Governments claim they are serious about meeting carbon emission targets and moving to a low carbon economy. If they do, they get cheaper debt. Moreover due to the credit crunch the IMF estimates that G10 governments are likely to issue about US$9 trillion in bonds over the next three years. So the scale of issues is limited only by government deficits, not a big limitation these days. Governments will need ways to distinguish themselves in a crowded bond market. By issuing carbon bonds linked to independent, auditable index metrics such as emission targets, renewable energy levels, future carbon prices or the price of fossil fuel, governments would remove private investors’ objections that their biggest uncertainty is government commitment.
Likewise, given that failure to perform will cost, governments would have a real incentive to meet their emission targets. Index-linked carbon bonds provide genuine government commitment, a form of ‘bond cuffs’ that directly address the primary concern of private sector investors, lack of confidence in government commitment to preventing climate change.

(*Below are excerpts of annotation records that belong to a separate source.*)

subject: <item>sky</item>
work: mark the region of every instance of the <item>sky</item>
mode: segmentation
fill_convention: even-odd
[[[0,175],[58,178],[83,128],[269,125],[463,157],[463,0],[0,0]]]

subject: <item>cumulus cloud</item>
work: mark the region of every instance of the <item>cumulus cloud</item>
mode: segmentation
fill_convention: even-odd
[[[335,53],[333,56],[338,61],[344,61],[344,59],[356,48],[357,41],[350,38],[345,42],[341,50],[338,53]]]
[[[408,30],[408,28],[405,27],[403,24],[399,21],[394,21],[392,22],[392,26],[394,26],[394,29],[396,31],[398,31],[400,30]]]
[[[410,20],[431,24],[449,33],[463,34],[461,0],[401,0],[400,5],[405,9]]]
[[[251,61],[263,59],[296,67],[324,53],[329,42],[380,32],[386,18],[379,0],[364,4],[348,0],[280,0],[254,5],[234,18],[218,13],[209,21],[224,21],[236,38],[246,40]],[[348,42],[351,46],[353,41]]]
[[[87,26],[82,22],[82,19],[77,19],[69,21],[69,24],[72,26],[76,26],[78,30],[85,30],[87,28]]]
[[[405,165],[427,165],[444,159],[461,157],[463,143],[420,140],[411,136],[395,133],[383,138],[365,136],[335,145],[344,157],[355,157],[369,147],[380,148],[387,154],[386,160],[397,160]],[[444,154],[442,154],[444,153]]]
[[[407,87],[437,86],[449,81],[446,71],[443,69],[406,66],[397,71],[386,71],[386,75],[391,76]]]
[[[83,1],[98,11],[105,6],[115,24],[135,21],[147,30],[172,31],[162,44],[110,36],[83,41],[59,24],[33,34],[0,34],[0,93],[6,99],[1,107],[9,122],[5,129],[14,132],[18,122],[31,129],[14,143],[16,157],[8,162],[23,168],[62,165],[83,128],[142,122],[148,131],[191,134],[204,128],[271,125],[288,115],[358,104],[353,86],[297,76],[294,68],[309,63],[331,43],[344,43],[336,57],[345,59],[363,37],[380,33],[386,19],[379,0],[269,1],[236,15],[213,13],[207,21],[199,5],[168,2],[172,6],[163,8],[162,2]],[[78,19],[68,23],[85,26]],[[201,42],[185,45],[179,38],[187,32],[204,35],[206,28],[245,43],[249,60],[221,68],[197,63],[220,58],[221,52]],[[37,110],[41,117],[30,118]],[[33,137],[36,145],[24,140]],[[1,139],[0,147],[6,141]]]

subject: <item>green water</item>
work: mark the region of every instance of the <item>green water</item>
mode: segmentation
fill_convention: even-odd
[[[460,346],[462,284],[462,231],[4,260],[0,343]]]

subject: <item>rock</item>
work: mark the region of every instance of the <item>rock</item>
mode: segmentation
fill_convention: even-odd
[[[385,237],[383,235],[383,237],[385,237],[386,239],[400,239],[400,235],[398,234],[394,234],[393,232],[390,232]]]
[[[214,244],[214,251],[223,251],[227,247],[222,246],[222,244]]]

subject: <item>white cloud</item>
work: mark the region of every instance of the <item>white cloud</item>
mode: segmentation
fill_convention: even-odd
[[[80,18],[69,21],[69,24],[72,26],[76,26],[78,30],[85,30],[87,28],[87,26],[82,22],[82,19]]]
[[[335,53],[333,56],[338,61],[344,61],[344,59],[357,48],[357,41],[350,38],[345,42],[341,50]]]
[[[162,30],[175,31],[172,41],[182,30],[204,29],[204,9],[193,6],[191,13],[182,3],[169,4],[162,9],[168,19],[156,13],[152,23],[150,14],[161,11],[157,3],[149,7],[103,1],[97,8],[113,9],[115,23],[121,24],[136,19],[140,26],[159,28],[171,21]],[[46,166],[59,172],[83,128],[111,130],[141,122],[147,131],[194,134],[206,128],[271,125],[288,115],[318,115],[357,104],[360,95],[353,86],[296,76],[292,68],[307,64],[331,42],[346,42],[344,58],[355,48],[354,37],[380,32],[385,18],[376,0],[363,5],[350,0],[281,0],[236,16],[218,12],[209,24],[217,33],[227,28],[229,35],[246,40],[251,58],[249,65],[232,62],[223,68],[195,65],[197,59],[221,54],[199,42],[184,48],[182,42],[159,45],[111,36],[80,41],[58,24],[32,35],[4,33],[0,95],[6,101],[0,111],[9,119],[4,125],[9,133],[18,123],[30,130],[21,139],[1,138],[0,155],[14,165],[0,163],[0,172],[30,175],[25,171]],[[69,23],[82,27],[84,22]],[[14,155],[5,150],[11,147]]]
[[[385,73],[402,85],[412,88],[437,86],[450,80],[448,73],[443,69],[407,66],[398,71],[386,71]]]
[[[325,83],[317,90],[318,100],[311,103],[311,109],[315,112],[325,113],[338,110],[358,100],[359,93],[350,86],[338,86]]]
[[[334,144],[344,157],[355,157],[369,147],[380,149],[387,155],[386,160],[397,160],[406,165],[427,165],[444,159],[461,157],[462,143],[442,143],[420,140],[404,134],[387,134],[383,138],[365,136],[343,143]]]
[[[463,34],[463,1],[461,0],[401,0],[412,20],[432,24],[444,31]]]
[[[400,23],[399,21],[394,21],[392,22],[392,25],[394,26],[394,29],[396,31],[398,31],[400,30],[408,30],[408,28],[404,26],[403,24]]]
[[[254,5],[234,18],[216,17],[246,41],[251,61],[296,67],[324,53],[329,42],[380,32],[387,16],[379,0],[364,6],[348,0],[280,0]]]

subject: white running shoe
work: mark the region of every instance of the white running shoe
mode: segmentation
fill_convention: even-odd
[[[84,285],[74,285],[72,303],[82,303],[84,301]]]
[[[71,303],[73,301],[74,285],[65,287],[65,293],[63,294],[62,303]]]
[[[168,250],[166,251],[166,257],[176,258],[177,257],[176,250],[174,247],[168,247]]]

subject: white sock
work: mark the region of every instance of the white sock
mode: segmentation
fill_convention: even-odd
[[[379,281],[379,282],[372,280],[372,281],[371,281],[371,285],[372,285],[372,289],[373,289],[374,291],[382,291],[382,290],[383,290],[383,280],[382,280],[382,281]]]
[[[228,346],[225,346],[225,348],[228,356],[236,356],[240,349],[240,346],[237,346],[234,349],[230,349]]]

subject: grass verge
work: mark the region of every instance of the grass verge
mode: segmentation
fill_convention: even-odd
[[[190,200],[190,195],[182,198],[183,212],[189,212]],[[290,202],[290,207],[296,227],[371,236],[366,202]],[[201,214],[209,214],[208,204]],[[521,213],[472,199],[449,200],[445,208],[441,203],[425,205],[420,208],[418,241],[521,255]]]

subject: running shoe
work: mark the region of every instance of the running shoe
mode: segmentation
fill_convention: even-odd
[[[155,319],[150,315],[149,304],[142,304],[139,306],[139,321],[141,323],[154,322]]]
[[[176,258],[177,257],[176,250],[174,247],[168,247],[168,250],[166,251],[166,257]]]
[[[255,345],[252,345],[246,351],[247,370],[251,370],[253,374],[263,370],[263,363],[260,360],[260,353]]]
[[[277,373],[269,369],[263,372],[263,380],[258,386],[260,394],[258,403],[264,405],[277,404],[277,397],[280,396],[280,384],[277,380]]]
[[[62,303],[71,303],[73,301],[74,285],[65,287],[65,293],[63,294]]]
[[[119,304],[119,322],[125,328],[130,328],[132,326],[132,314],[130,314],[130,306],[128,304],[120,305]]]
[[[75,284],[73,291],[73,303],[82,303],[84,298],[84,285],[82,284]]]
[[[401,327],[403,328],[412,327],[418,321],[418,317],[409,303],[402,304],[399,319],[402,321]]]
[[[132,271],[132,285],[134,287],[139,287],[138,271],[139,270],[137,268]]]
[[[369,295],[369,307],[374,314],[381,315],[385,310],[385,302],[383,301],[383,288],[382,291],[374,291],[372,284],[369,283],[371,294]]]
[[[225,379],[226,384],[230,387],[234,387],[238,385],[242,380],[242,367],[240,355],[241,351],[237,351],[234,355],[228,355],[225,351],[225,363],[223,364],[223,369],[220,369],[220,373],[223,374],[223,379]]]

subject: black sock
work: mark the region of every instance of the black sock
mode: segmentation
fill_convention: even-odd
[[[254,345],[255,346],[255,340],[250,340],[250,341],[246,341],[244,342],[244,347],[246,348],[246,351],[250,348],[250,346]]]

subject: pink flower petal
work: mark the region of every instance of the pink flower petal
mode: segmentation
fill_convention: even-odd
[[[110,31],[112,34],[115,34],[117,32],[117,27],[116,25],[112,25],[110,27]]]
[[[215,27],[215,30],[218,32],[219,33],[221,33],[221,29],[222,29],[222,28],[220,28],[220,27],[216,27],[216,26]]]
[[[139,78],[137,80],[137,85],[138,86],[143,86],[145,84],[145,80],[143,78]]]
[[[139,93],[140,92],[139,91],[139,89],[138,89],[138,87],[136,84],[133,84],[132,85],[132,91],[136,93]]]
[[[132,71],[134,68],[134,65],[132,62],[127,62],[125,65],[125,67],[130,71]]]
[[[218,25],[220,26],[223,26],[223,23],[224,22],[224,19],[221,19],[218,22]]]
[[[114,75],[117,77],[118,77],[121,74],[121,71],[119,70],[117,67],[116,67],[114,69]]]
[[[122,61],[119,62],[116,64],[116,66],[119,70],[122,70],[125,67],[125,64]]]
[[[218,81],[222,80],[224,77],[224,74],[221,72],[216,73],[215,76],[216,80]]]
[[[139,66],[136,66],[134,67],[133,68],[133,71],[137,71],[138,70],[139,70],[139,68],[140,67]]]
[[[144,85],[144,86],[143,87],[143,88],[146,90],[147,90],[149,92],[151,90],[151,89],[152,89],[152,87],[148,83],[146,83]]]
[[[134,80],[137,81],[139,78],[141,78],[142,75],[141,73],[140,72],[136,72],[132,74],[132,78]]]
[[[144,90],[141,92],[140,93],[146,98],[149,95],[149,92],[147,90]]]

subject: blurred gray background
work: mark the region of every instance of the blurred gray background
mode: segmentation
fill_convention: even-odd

Professor Michael Mainelli PhD FCCA FSI MEI created the upstream energy Mundocart and Geodat cartography databases, followed by seven years as a partner in a large international accountancy practice and a spell as Corporate Development Director of Europe’s largest R&D organisation, the UK’s Defence Evaluation and Research Agency. Michael is Chairman of Z/Yen Group, the City of London’s leading commercial think-tank, Emeritus Professor of Commerce at Gresham College and a Visiting Professor at the London School of Economics & Political Science.
Jan-Peter Onstwedder was Project Director for The London Accord from 2006 to 2008, and is now Head of Risk & Portfolio at 3i. From 2001 to 2006 he was Head of Risk Management for the Integrated Supply & Trading division of BP plc, responsible for market, credit and operational risk. Prior to 2001 Jan-Peter was Head of Group Market Risk for The Royal Bank of Scotland. He was actively involved in the banking industry’s consultation with the Basel Committee for the market risk amendment and the initial phases of Basel II. Jan-Peter has an MBA from Kellogg, Northwestern University, Chicago and an MSc in mechanical engineering from Delft University of Technology in The Netherlands.
[An edited version of this article appeared as “Over The Hedge” Petroleum Review , (November 2009).]